Towards Mitigating Dimensional Collapse of Representations in Collaborative Filtering
Huiyuan Chen, Vivian Lai, Hongye Jin, Zhimeng Jiang, Mahashweta Das, Xia Hu
TL;DR
This work addresses the dimensional collapse observed in contrastive learning for collaborative filtering by proposing nCL, a non-contrastive objective that imposes alignment between positive user-item pairs and a rate-distortion based compactness to preserve the full embedding space. It introduces cluster-informed variants (nCLG and nCL) to capture community structure and uses LightGCN as backbone, enabling scalable training without data augmentation or negative sampling. Empirical results on four public datasets show that nCL consistently outperforms state-of-the-art contrastive methods and improves robustness to sparsity, with favorable training efficiency. The approach offers a practical, scalable alternative for learning high-quality, discriminative user/item representations in large-scale recommender systems, with potential extensions to sequential and fairness-oriented tasks.
Abstract
Contrastive Learning (CL) has shown promising performance in collaborative filtering. The key idea is to generate augmentation-invariant embeddings by maximizing the Mutual Information between different augmented views of the same instance. However, we empirically observe that existing CL models suffer from the \textsl{dimensional collapse} issue, where user/item embeddings only span a low-dimension subspace of the entire feature space. This suppresses other dimensional information and weakens the distinguishability of embeddings. Here we propose a non-contrastive learning objective, named nCL, which explicitly mitigates dimensional collapse of representations in collaborative filtering. Our nCL aims to achieve geometric properties of \textsl{Alignment} and \textsl{Compactness} on the embedding space.

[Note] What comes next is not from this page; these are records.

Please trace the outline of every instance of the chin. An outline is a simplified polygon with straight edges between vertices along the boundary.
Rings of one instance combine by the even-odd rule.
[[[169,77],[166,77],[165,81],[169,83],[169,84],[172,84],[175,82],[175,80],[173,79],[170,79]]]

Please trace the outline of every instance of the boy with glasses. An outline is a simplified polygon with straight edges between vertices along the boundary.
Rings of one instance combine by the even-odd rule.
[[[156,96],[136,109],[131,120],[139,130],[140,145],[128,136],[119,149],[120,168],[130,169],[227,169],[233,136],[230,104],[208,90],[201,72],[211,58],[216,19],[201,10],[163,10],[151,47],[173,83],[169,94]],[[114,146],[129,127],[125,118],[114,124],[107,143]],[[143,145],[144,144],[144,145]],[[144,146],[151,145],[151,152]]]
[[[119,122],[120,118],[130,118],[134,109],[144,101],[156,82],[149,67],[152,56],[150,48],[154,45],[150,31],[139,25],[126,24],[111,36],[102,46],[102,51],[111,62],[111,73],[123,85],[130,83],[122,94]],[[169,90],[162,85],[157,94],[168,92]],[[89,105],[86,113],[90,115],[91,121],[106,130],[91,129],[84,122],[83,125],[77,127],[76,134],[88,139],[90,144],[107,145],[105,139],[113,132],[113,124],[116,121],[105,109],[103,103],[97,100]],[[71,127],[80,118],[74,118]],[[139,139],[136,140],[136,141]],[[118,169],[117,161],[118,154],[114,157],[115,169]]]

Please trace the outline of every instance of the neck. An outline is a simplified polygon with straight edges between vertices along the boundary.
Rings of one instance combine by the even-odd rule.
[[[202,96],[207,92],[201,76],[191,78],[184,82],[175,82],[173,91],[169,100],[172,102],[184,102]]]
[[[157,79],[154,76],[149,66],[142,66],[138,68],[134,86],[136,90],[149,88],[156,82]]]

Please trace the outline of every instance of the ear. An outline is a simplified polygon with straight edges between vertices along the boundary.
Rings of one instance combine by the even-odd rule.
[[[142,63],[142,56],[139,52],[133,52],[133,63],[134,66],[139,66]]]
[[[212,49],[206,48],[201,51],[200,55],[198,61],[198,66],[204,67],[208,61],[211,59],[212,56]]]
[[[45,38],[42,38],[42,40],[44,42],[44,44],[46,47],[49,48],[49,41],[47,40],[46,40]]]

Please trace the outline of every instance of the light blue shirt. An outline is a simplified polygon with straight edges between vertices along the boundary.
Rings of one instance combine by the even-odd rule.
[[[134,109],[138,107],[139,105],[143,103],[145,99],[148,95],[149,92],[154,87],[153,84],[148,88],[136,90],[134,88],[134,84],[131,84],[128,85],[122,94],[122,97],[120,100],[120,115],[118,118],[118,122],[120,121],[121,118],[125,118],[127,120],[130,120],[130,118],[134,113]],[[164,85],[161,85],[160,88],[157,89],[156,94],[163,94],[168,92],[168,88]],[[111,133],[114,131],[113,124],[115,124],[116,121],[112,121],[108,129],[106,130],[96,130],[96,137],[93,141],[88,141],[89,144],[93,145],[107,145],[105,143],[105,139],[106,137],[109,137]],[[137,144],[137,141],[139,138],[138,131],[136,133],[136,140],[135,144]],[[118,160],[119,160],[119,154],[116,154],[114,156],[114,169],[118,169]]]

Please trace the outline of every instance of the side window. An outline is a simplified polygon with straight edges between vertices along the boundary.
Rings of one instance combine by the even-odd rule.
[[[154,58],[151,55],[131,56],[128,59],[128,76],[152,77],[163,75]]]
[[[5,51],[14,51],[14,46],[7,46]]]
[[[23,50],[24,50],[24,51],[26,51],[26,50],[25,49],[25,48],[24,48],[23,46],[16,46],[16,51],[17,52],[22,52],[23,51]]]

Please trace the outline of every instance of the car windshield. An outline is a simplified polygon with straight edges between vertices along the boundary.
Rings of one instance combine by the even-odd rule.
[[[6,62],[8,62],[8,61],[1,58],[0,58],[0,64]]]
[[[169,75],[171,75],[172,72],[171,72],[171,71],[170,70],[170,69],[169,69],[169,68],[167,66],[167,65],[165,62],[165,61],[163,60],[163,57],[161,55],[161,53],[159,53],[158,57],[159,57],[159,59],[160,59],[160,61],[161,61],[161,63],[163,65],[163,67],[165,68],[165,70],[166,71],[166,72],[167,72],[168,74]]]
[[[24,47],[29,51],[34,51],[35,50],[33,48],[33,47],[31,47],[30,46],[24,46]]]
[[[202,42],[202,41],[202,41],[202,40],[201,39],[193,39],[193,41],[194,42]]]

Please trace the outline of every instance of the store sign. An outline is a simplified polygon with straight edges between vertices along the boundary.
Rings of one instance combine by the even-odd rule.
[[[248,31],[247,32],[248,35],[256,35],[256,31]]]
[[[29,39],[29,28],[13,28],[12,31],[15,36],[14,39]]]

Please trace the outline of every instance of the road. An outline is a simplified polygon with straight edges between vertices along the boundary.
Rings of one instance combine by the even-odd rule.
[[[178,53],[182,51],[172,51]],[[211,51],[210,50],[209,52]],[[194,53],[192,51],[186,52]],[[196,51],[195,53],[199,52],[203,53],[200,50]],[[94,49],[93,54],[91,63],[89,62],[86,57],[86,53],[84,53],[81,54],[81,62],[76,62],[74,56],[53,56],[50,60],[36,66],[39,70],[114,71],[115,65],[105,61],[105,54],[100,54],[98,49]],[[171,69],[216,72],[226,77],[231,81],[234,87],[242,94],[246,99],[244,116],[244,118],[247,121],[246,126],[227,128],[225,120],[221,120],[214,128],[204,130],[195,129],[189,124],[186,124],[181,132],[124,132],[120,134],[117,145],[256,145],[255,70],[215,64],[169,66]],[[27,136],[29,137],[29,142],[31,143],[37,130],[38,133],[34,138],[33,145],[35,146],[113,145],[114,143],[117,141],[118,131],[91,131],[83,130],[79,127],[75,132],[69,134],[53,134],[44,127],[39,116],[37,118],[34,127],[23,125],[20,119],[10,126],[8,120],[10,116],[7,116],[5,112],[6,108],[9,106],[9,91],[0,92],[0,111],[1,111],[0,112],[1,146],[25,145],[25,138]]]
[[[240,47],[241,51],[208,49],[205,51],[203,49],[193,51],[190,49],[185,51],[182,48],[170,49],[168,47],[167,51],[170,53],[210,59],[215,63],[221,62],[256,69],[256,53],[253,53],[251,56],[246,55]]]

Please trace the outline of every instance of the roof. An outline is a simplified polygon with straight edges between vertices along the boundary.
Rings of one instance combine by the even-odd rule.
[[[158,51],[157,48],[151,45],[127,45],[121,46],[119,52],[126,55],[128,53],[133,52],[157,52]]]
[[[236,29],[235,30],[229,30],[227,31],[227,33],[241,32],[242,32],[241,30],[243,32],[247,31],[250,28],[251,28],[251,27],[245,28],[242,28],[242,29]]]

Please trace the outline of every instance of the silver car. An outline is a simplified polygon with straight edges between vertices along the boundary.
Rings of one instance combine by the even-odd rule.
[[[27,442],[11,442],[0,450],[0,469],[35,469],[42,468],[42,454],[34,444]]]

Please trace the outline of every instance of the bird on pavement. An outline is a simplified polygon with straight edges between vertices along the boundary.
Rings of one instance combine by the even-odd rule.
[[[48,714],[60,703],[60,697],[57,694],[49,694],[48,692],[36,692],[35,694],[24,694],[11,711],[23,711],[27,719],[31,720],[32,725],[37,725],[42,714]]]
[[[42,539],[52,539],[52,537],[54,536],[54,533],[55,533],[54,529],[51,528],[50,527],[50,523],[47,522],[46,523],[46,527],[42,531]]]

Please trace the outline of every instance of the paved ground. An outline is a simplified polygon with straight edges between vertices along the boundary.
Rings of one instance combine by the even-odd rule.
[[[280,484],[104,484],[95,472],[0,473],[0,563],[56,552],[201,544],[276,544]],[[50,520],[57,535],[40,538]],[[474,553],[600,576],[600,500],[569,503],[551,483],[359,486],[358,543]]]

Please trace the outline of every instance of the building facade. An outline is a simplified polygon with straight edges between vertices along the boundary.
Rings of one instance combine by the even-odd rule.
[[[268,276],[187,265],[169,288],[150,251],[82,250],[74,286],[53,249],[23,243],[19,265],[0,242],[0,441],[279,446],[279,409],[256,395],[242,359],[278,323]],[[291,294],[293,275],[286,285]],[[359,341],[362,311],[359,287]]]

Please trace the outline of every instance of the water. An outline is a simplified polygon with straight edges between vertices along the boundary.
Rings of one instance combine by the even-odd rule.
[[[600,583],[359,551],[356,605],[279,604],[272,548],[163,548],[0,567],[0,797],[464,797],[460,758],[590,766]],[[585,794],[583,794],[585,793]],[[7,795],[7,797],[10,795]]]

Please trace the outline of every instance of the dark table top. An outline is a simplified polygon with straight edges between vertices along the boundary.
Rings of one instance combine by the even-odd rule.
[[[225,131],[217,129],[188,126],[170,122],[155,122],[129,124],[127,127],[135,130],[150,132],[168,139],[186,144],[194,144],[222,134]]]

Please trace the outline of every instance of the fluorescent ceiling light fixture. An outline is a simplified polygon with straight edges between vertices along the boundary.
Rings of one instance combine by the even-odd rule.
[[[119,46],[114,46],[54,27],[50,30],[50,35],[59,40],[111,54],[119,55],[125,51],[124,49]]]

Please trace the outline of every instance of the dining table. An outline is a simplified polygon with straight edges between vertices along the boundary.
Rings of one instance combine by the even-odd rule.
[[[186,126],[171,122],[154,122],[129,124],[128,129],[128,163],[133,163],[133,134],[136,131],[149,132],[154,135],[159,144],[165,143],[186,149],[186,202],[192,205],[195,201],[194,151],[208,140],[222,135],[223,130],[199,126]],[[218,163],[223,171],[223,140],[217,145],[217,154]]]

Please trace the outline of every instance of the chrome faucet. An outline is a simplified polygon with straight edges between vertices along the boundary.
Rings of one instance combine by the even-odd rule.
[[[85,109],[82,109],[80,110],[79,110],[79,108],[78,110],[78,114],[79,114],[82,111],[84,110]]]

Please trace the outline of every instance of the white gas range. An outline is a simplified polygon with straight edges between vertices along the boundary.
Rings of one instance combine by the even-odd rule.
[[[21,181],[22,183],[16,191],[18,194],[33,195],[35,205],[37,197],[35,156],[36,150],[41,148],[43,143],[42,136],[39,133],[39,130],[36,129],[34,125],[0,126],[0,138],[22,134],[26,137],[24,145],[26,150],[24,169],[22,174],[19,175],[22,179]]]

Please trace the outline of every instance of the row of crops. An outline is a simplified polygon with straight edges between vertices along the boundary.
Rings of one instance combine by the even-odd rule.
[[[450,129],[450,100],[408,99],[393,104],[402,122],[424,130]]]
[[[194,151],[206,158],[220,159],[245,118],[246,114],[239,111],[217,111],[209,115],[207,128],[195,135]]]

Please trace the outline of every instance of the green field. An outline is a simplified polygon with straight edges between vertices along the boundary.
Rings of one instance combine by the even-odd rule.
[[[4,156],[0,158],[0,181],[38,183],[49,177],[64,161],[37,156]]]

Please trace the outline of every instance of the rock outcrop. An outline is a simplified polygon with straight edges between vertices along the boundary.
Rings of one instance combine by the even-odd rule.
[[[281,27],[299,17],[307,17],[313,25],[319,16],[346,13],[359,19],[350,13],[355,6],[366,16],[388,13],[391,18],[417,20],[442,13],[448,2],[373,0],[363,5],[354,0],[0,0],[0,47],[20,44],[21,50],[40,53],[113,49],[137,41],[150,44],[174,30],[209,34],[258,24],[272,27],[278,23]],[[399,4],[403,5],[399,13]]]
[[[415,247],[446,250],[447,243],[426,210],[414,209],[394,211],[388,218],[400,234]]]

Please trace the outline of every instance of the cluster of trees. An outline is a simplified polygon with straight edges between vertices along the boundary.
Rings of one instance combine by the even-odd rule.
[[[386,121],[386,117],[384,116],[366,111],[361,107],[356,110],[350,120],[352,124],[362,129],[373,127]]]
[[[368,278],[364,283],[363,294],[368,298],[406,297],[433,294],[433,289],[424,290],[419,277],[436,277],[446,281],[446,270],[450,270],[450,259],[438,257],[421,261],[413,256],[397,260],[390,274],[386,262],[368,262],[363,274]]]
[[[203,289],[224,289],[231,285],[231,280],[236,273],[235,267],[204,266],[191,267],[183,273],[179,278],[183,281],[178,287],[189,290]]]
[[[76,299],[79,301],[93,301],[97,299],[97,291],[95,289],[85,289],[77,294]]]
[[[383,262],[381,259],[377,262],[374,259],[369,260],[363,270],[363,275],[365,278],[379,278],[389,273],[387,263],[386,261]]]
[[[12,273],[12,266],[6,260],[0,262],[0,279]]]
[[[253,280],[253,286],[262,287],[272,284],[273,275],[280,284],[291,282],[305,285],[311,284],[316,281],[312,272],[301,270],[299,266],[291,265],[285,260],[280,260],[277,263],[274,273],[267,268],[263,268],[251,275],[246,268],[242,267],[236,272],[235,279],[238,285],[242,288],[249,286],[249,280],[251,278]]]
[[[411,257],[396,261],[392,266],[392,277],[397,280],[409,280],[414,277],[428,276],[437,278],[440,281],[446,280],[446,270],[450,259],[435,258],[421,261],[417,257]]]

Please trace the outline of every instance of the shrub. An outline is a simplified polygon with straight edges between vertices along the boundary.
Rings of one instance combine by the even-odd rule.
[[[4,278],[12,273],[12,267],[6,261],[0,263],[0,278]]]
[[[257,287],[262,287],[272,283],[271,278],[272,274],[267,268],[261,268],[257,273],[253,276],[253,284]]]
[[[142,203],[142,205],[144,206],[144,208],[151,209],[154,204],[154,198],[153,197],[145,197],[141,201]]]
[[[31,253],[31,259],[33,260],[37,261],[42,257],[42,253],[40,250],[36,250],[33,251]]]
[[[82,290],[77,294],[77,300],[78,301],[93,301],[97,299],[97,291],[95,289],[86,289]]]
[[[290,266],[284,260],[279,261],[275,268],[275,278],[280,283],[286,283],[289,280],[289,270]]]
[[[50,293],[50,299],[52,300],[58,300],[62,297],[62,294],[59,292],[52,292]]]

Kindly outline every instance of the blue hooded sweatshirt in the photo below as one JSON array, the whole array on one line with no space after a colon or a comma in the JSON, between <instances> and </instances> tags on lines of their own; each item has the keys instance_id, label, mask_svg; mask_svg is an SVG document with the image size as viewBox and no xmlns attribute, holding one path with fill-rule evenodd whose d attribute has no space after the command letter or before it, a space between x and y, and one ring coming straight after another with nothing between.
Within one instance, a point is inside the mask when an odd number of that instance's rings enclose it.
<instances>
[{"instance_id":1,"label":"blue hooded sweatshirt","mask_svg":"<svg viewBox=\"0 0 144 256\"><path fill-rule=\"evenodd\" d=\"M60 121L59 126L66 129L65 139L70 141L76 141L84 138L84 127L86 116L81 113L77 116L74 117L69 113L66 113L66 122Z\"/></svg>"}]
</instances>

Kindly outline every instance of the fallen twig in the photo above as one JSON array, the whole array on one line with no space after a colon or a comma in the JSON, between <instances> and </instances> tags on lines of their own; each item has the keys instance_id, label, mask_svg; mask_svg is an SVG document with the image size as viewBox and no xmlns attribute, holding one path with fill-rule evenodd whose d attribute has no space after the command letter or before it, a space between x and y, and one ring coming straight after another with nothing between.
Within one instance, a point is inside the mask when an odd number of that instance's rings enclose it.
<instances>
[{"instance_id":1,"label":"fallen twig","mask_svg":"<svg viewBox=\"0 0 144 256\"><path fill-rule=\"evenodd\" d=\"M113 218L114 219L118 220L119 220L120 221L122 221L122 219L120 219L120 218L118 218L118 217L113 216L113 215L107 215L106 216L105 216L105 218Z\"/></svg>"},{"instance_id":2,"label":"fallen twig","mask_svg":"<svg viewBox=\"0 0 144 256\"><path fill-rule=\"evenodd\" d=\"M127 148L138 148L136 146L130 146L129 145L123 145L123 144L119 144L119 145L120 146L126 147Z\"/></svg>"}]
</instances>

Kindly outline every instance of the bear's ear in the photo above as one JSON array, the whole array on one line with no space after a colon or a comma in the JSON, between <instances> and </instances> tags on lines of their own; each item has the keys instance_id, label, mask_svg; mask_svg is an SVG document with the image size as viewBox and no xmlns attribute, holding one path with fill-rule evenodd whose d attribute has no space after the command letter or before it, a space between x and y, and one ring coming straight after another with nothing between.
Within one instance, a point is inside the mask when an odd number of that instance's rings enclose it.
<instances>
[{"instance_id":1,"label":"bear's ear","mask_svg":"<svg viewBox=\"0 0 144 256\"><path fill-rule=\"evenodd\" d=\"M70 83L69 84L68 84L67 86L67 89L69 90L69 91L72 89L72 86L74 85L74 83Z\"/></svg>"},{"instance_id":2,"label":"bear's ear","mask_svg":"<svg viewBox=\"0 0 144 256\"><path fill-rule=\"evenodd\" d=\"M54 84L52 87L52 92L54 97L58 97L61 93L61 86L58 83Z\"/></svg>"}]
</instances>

In particular, the alignment tries to push together representations of positive-related user-item pairs, while compactness tends to find the optimal coding length of user/item embeddings, subject to a given distortion. More importantly, our nCL does not require data augmentation nor negative sampling during training, making it scalable to large datasets. Experimental results demonstrate the superiority of our nCL.